Child sex abuse greatly under-reported, claim activists

Child activist James Nayagam says under-reporting of cases renders the child sex offenders’ registry meaningless. (File pic)

PETALING JAYA: Two child rights activists claim that sexual violence against children occur far more frequently than indicated in official reports.

They did not give specific figures of their own, but Suriana Welfare Society chairman James Nayagam said he suspected that one in 10 children had faced abuse, and Dr Amar Singh, a paediatrician with more than 20 years of advocacy against child abuse, pointed to studies carried out in 1996, 2001 and 2011 showing that 8% to 26% of all children had suffered some form of abuse.

They were commenting on a recent report that police recorded 1,721 cases in the first six months of this year and a statement in the Dewan Rakyat that 813 cases were with the special court dealing with sexual crimes against children.

The statement was made by Deputy Women, Family and Community Development Minister Siti Zailah Mohd Yusoff.

Nayagam told FMT his suspicion was based on research he had carried out.

James Nayagam

He said most cases of sexual abuse of children occurred behind closed doors and the recent lockdown caused him a lot of worry because it meant that victims were forced to stay at home with the perpetrators.

“The difficulty here is the cases do not get reported. It takes about four years before a case is reported as people tend to keep quiet for various reasons,” he said.

Nayagam said perpetrators within the family unit included boyfriends of single mothers and stepfathers.

“I have come across a case of a mother of two girls who has been abandoned by her husband. She can’t get work. She finds a boyfriend, who offers shelter but he fondles or rapes the children.

“She keeps quiet because where is she going to go if she gets kicked out?

“And then there are stepfathers who look at their stepdaughters as sexual objects. This very often happens in the east coast states.”

Dr Amar Singh

Nayagam said one problem was that conversations about sex were regarded as taboo and children were being taught to steer clear of the subject.

Another problem was that elders in the family tended to disbelieve children when they complained.

He also said enforcement agents were not sufficiently trained to deal with sexual abuse cases and there were often no follow-ups to reports due to a lack of manpower.

He said the under-reporting of cases rendered the child sex offenders’ registry meaningless.

The registry came into effect in April last year.
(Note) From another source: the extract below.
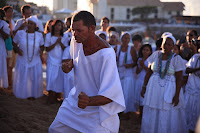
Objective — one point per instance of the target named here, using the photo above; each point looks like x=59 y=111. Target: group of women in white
x=165 y=105
x=152 y=80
Former deputy women, family and community development minister Hannah Yeoh said it would contain the names of about 3,000 reported offenders from 2017.

“You can have all the laws, but if it’s an invisible problem, then what are we going to do?” Nayagam said. “The only way is through better awareness and getting the children to speak up.”

Amar called for a differentiation between rape and sexual abuse with no penetration.

Hartini Zainudin

“A child may be raped but the vast majority are sexually abused,” he said. “Rape is usually limited in occurrence while child sexual abuse usually happens continually over a long duration.

“Classifying child sexual abuse as rape confuses the issue and limits the preventative measures.”

He said there was a need for an effective mechanism for children to use to inform reliable adults that they are victims of inappropriate touching or sexual activity or abuse.

“The current helpline (Talian Nur) is not meeting this need,” he said.

Amar recommended teaching children as young as three about appropriate and inappropriate touching on their bodies. This should be done at all nurseries, preschool facilities, children’s homes and day-care centres, he said.

Hartini Zainudin of the Yayasan Chow Kit crisis centre said there were still gaps in awareness of what sexual abuse entails.

“It is muddled when it comes to child marriage and rape, trafficking of children for prostitution, child pornography and in cases of incest,” she said.

She noted that international studies had found there was generally a lack of confidence in law enforcement and the judicial system to implement and provide protection to children.

Hartini said the culture in Malaysia was a hindrance to effective implementation of policies.

“We need sex education and a safe space for children to report sexual abuse,” she said. “And we need volunteers who will believe victims.”